Accelerate a process and determine its efficiency, Officer Blake scribbled in his book. Slow down a process and peer into its heartbreaking beauty.

Today Johnny woke up in a pinball machine. He was left with nothing but speed and shards of alpha romeo.

Tuesday, March 07, 2006

The Actress and the Writer. Part I


(Joan Miro, "Femme au Miroir" - 1957)

Nila loved the sound of his voice when he left her a message; Joseph preferred her words unspoken. She was a stage actress, by day and by night. He was a sports columnist, and poet of few themes.

“You’re overdramatic,” he whispered when they made love.
“Fuck me like you write,” she demanded, “Long and incomprehensible.”

It was through art that Joseph and Nila struggled to understand themselves and the complexity of their relationship. They were an esoteric couple; he was dangerously introspective and her moods swung like corollaries of April weather. “A couple of failed artists,” they used to joke. But in the waning months of that year she had become vaguely successful, while his sports columns were increasingly opaque and unread.

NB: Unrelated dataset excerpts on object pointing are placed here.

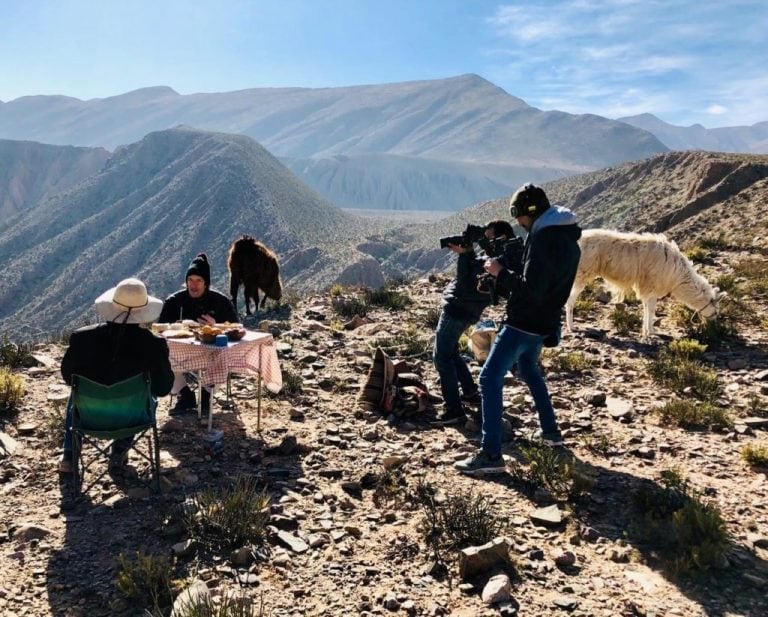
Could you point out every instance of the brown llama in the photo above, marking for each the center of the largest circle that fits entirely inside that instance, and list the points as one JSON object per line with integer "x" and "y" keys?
{"x": 255, "y": 267}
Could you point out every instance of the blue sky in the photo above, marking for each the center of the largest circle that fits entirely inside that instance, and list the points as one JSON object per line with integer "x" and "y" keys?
{"x": 684, "y": 61}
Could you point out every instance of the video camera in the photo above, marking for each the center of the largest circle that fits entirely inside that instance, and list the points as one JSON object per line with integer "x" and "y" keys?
{"x": 473, "y": 233}
{"x": 509, "y": 253}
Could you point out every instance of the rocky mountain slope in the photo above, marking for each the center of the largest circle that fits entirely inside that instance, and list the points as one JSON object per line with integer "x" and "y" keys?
{"x": 150, "y": 209}
{"x": 31, "y": 172}
{"x": 690, "y": 196}
{"x": 347, "y": 533}
{"x": 446, "y": 127}
{"x": 752, "y": 138}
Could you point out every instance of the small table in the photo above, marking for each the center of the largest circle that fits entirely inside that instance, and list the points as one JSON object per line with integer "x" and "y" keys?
{"x": 255, "y": 353}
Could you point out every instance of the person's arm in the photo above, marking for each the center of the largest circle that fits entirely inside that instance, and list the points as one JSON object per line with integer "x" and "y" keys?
{"x": 227, "y": 310}
{"x": 170, "y": 310}
{"x": 161, "y": 373}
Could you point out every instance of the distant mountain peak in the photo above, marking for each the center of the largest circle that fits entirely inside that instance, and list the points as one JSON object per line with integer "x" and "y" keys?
{"x": 145, "y": 94}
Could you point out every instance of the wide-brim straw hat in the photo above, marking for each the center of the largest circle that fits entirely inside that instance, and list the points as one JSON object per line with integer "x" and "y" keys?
{"x": 128, "y": 302}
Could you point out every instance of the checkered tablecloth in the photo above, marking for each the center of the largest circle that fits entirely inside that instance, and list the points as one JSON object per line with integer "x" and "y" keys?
{"x": 254, "y": 353}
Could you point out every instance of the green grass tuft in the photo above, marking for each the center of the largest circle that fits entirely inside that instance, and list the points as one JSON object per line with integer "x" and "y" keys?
{"x": 755, "y": 454}
{"x": 688, "y": 534}
{"x": 691, "y": 414}
{"x": 11, "y": 390}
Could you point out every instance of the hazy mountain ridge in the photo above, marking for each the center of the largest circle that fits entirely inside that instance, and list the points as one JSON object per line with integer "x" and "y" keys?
{"x": 153, "y": 206}
{"x": 749, "y": 139}
{"x": 30, "y": 172}
{"x": 447, "y": 122}
{"x": 686, "y": 195}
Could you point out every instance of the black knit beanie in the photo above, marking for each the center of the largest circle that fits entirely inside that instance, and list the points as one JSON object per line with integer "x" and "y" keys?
{"x": 199, "y": 267}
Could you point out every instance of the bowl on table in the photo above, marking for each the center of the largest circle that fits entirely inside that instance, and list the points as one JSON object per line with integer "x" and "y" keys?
{"x": 235, "y": 334}
{"x": 207, "y": 334}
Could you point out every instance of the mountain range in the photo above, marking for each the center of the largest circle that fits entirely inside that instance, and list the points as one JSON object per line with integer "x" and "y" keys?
{"x": 689, "y": 196}
{"x": 423, "y": 145}
{"x": 156, "y": 203}
{"x": 748, "y": 139}
{"x": 31, "y": 172}
{"x": 151, "y": 208}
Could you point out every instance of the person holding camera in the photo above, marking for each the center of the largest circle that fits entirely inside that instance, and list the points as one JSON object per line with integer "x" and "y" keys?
{"x": 463, "y": 304}
{"x": 533, "y": 316}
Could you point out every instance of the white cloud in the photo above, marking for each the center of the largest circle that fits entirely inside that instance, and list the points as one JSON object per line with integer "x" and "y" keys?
{"x": 674, "y": 59}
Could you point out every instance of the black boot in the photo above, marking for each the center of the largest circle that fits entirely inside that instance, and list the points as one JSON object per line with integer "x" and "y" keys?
{"x": 185, "y": 402}
{"x": 205, "y": 402}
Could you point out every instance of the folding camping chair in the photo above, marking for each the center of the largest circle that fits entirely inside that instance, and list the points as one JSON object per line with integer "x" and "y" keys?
{"x": 100, "y": 412}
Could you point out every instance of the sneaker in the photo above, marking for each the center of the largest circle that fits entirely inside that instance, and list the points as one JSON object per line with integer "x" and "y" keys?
{"x": 65, "y": 463}
{"x": 118, "y": 460}
{"x": 185, "y": 402}
{"x": 553, "y": 439}
{"x": 481, "y": 463}
{"x": 474, "y": 398}
{"x": 450, "y": 416}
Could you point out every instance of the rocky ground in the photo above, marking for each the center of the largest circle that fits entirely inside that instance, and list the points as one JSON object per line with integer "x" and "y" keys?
{"x": 336, "y": 547}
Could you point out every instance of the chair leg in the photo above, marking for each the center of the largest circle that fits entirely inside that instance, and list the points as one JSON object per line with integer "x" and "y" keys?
{"x": 155, "y": 453}
{"x": 77, "y": 471}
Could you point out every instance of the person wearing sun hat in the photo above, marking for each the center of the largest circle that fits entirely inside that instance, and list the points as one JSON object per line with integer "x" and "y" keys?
{"x": 117, "y": 349}
{"x": 199, "y": 302}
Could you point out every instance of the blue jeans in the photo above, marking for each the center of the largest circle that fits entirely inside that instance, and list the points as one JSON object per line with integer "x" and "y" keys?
{"x": 449, "y": 363}
{"x": 513, "y": 346}
{"x": 118, "y": 446}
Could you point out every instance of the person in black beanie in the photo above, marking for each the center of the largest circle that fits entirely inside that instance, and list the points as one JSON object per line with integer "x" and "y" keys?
{"x": 198, "y": 302}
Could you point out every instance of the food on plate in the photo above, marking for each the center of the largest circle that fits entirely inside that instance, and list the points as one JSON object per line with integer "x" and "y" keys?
{"x": 207, "y": 329}
{"x": 228, "y": 325}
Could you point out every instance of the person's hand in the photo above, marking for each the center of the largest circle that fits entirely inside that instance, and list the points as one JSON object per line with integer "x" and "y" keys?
{"x": 492, "y": 267}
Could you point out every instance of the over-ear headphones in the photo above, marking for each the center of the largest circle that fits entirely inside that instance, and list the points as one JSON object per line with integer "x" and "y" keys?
{"x": 528, "y": 200}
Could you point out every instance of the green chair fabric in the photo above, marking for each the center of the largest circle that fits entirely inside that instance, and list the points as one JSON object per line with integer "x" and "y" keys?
{"x": 110, "y": 412}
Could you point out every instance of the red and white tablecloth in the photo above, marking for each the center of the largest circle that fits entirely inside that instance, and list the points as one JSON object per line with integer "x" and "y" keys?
{"x": 254, "y": 353}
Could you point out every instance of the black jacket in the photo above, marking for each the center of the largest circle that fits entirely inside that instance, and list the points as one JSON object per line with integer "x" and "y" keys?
{"x": 461, "y": 300}
{"x": 109, "y": 352}
{"x": 182, "y": 306}
{"x": 550, "y": 260}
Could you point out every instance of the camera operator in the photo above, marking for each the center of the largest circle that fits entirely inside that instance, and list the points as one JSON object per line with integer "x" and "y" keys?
{"x": 463, "y": 304}
{"x": 534, "y": 311}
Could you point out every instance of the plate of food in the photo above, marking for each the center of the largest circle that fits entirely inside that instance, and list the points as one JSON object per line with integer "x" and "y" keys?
{"x": 177, "y": 334}
{"x": 207, "y": 334}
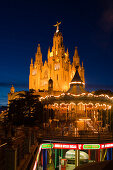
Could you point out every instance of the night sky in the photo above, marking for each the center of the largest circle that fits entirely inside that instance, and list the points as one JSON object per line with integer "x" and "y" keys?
{"x": 86, "y": 24}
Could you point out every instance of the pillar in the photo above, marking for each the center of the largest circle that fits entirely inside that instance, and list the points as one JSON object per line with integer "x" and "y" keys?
{"x": 109, "y": 154}
{"x": 97, "y": 155}
{"x": 61, "y": 153}
{"x": 89, "y": 154}
{"x": 77, "y": 156}
{"x": 101, "y": 153}
{"x": 44, "y": 159}
{"x": 56, "y": 158}
{"x": 11, "y": 158}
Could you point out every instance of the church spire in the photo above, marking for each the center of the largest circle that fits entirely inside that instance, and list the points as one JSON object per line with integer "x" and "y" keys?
{"x": 76, "y": 52}
{"x": 57, "y": 26}
{"x": 38, "y": 55}
{"x": 76, "y": 59}
{"x": 38, "y": 49}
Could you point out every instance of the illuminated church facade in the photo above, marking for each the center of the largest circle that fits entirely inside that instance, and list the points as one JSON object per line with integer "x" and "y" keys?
{"x": 57, "y": 67}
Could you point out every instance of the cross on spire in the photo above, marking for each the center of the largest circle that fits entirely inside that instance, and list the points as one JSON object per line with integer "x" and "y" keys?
{"x": 57, "y": 26}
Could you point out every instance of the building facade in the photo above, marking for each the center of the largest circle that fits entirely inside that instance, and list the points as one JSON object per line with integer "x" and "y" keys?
{"x": 57, "y": 67}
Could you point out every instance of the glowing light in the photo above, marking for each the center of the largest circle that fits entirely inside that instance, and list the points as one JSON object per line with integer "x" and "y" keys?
{"x": 77, "y": 82}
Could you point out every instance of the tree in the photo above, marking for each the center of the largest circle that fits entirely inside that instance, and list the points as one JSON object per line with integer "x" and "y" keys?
{"x": 28, "y": 110}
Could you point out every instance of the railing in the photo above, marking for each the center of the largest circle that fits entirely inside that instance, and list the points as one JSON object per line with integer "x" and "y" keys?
{"x": 76, "y": 136}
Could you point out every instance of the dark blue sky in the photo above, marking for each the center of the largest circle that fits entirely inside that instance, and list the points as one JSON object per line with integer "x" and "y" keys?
{"x": 86, "y": 24}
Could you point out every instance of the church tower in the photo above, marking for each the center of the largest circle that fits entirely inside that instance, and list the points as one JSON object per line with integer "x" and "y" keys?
{"x": 57, "y": 67}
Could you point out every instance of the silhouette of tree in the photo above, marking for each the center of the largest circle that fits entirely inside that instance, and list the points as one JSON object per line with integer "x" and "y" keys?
{"x": 26, "y": 109}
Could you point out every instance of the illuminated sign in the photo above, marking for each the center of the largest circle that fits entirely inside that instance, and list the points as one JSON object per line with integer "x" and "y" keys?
{"x": 91, "y": 146}
{"x": 64, "y": 146}
{"x": 47, "y": 146}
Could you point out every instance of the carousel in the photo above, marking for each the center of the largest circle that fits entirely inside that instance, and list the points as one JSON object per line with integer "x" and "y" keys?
{"x": 86, "y": 110}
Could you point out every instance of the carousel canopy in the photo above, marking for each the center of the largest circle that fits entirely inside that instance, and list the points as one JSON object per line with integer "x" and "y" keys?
{"x": 76, "y": 85}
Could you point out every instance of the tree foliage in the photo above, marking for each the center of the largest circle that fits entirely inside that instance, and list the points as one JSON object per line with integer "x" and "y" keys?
{"x": 28, "y": 110}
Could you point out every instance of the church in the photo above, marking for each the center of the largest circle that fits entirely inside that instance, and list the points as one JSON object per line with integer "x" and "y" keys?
{"x": 57, "y": 68}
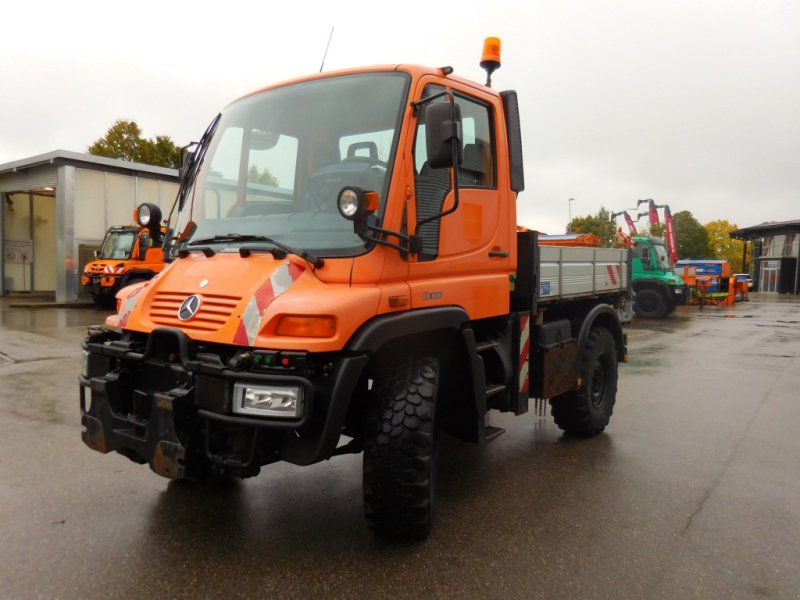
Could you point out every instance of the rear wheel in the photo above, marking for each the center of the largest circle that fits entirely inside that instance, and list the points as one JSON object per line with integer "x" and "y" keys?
{"x": 649, "y": 304}
{"x": 586, "y": 411}
{"x": 401, "y": 449}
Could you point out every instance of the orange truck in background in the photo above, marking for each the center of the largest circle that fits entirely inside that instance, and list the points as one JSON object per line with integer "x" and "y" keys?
{"x": 346, "y": 276}
{"x": 129, "y": 254}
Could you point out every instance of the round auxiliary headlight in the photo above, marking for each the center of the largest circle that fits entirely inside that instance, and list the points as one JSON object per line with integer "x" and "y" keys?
{"x": 144, "y": 215}
{"x": 148, "y": 215}
{"x": 349, "y": 203}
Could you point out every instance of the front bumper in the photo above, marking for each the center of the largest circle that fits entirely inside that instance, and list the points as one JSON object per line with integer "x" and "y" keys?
{"x": 168, "y": 403}
{"x": 100, "y": 284}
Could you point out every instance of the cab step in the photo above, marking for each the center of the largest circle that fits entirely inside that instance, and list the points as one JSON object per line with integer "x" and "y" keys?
{"x": 484, "y": 346}
{"x": 493, "y": 389}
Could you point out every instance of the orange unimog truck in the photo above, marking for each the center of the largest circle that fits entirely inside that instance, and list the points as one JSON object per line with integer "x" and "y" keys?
{"x": 129, "y": 254}
{"x": 347, "y": 277}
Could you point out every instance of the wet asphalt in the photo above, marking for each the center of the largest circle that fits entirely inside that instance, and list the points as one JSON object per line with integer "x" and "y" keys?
{"x": 693, "y": 491}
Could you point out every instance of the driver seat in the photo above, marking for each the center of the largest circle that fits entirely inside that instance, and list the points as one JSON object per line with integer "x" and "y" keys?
{"x": 371, "y": 147}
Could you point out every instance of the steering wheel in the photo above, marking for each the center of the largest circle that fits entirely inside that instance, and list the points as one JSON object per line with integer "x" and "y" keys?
{"x": 373, "y": 162}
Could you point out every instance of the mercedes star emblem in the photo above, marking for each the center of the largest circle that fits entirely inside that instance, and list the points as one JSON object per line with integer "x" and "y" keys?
{"x": 189, "y": 307}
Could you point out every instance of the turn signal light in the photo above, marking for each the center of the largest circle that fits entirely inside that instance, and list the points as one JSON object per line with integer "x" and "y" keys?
{"x": 297, "y": 326}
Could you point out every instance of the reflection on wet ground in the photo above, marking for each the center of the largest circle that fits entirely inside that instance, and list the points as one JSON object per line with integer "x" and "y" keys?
{"x": 691, "y": 492}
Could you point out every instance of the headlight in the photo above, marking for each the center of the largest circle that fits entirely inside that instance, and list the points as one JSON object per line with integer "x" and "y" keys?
{"x": 348, "y": 203}
{"x": 268, "y": 400}
{"x": 148, "y": 215}
{"x": 355, "y": 203}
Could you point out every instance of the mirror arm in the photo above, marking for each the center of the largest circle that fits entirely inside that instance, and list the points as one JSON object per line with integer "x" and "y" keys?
{"x": 453, "y": 170}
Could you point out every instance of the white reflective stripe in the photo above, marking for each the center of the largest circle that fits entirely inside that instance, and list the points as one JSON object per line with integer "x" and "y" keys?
{"x": 251, "y": 319}
{"x": 281, "y": 280}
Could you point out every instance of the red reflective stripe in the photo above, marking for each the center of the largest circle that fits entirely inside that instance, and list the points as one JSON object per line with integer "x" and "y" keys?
{"x": 525, "y": 339}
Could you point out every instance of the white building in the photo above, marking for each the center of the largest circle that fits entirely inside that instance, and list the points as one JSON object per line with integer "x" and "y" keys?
{"x": 56, "y": 208}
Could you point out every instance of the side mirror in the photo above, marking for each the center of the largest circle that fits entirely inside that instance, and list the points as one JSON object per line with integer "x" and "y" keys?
{"x": 442, "y": 131}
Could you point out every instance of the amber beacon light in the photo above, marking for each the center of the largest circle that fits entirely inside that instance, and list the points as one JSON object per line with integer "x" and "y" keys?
{"x": 490, "y": 61}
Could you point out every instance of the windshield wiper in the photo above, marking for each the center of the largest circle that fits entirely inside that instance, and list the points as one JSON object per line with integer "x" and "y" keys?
{"x": 279, "y": 251}
{"x": 231, "y": 237}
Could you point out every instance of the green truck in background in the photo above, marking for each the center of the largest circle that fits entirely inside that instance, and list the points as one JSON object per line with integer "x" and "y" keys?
{"x": 658, "y": 289}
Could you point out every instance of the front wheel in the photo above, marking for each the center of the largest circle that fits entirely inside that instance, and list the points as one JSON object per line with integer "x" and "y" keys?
{"x": 401, "y": 449}
{"x": 586, "y": 411}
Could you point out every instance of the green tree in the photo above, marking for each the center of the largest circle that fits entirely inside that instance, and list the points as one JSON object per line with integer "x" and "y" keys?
{"x": 601, "y": 224}
{"x": 722, "y": 246}
{"x": 691, "y": 236}
{"x": 124, "y": 141}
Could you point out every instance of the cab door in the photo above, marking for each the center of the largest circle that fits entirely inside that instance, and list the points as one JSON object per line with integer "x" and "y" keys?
{"x": 466, "y": 255}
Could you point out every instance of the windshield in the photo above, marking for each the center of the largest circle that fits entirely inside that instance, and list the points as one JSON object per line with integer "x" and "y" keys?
{"x": 278, "y": 160}
{"x": 117, "y": 245}
{"x": 662, "y": 257}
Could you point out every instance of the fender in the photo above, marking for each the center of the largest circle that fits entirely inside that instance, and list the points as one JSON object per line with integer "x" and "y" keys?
{"x": 605, "y": 316}
{"x": 382, "y": 329}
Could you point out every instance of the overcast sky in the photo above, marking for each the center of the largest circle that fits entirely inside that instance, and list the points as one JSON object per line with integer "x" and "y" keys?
{"x": 694, "y": 103}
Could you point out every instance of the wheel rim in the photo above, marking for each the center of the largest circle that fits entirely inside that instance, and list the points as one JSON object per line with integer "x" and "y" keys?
{"x": 598, "y": 384}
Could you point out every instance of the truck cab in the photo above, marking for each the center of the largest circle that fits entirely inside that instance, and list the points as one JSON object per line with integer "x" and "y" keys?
{"x": 658, "y": 289}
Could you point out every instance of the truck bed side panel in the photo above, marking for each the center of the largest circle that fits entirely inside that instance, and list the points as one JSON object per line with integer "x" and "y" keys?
{"x": 567, "y": 272}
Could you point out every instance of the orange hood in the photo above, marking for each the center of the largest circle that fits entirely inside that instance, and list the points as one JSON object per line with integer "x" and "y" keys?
{"x": 240, "y": 301}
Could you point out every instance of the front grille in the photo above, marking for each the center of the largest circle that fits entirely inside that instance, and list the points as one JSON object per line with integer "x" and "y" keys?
{"x": 214, "y": 312}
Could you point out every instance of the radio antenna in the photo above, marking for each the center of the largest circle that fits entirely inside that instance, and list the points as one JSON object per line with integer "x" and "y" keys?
{"x": 324, "y": 56}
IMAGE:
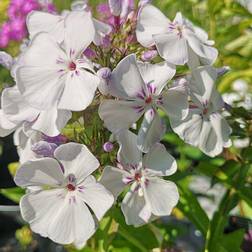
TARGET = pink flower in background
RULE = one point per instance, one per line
(15, 28)
(116, 12)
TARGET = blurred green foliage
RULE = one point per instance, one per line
(230, 26)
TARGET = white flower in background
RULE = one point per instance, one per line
(57, 206)
(121, 8)
(80, 5)
(55, 25)
(32, 144)
(140, 88)
(174, 40)
(49, 76)
(204, 127)
(17, 112)
(247, 4)
(149, 195)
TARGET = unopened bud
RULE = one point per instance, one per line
(104, 73)
(149, 55)
(115, 7)
(45, 149)
(223, 70)
(108, 147)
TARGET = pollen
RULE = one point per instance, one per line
(138, 176)
(148, 100)
(72, 66)
(70, 187)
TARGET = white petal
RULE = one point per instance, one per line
(79, 91)
(77, 160)
(128, 152)
(222, 129)
(175, 102)
(115, 7)
(51, 121)
(97, 198)
(189, 129)
(159, 162)
(101, 30)
(202, 84)
(151, 131)
(41, 172)
(39, 207)
(72, 223)
(161, 195)
(112, 179)
(208, 142)
(6, 127)
(38, 21)
(38, 79)
(15, 108)
(43, 52)
(41, 87)
(172, 48)
(202, 50)
(79, 32)
(126, 78)
(118, 115)
(157, 74)
(135, 209)
(150, 21)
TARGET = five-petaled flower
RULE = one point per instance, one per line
(48, 75)
(149, 195)
(61, 191)
(175, 40)
(204, 127)
(141, 89)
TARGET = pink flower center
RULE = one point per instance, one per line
(70, 187)
(205, 110)
(148, 100)
(72, 66)
(138, 176)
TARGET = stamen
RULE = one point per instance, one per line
(148, 100)
(72, 66)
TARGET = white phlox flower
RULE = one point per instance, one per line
(149, 195)
(49, 75)
(15, 112)
(61, 190)
(204, 127)
(174, 40)
(55, 25)
(140, 90)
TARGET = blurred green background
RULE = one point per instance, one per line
(211, 189)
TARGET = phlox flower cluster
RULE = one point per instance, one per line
(68, 69)
(14, 29)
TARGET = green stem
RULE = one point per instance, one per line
(131, 239)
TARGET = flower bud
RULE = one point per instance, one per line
(60, 139)
(115, 7)
(104, 73)
(6, 60)
(149, 55)
(45, 149)
(108, 147)
(80, 5)
(223, 70)
(143, 2)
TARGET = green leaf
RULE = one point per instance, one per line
(191, 208)
(232, 241)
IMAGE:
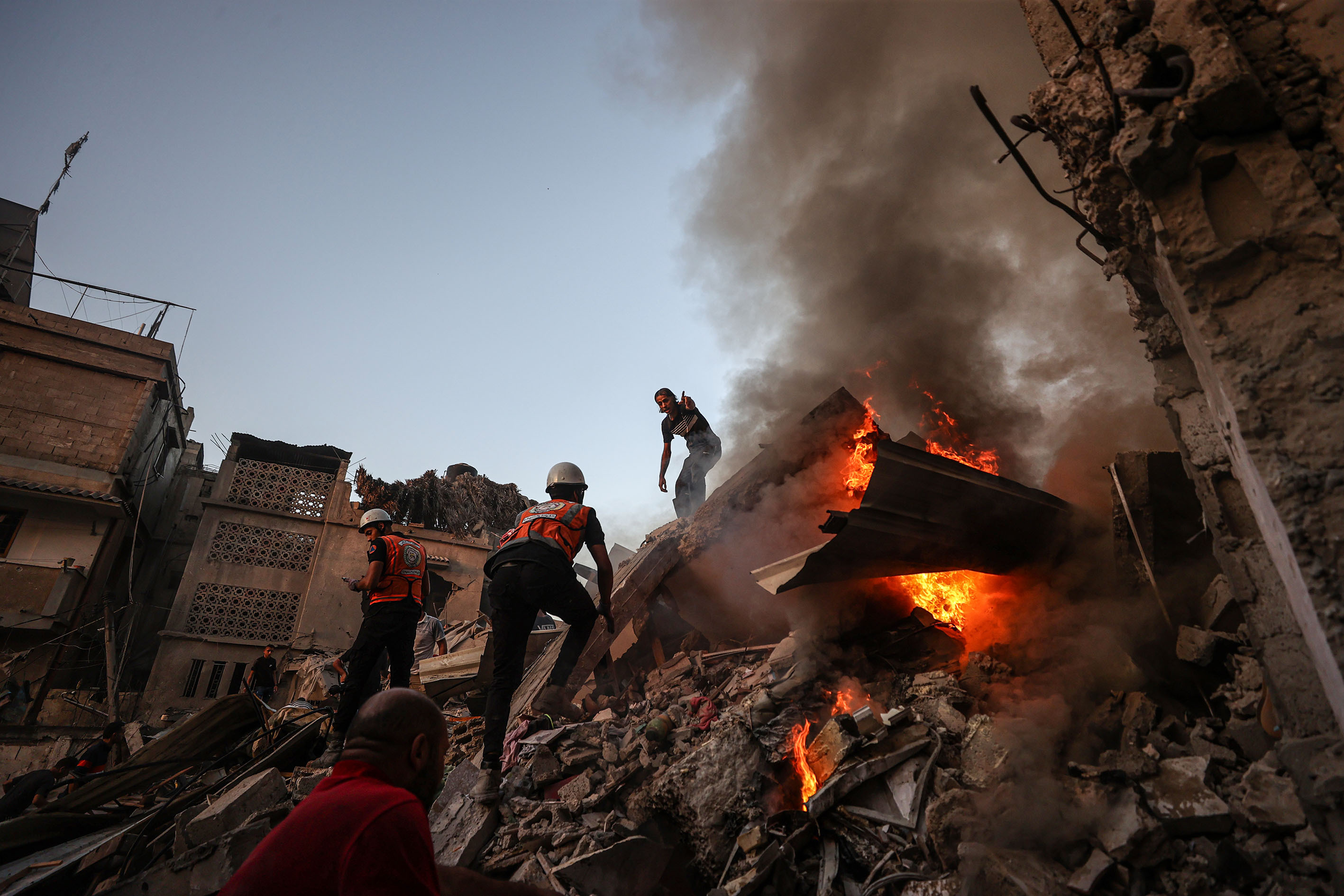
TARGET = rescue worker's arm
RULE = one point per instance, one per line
(375, 573)
(663, 471)
(604, 584)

Joseph enjoyed gin and metaphysics. “The writer as the world’s failed hero” was his favourite theme, made explicit by the tattered black cape he too often wore. He spent sleepless nights on his laptop, writing sentences without endings, peeling through language toward some greater truth. Unsuccessful, he’d tiptoe from the apartment, wander to the local pub and analyze despondent men and their drinks. Nila would wake to the sound of the front door closing, feeling somehow betrayed in the hum and glow of the abandoned laptop. There were parts of Joseph that were always inaccessible, his inclinations and choice of attire dark and unpredictable. She no longer bothered to read the words on the screen.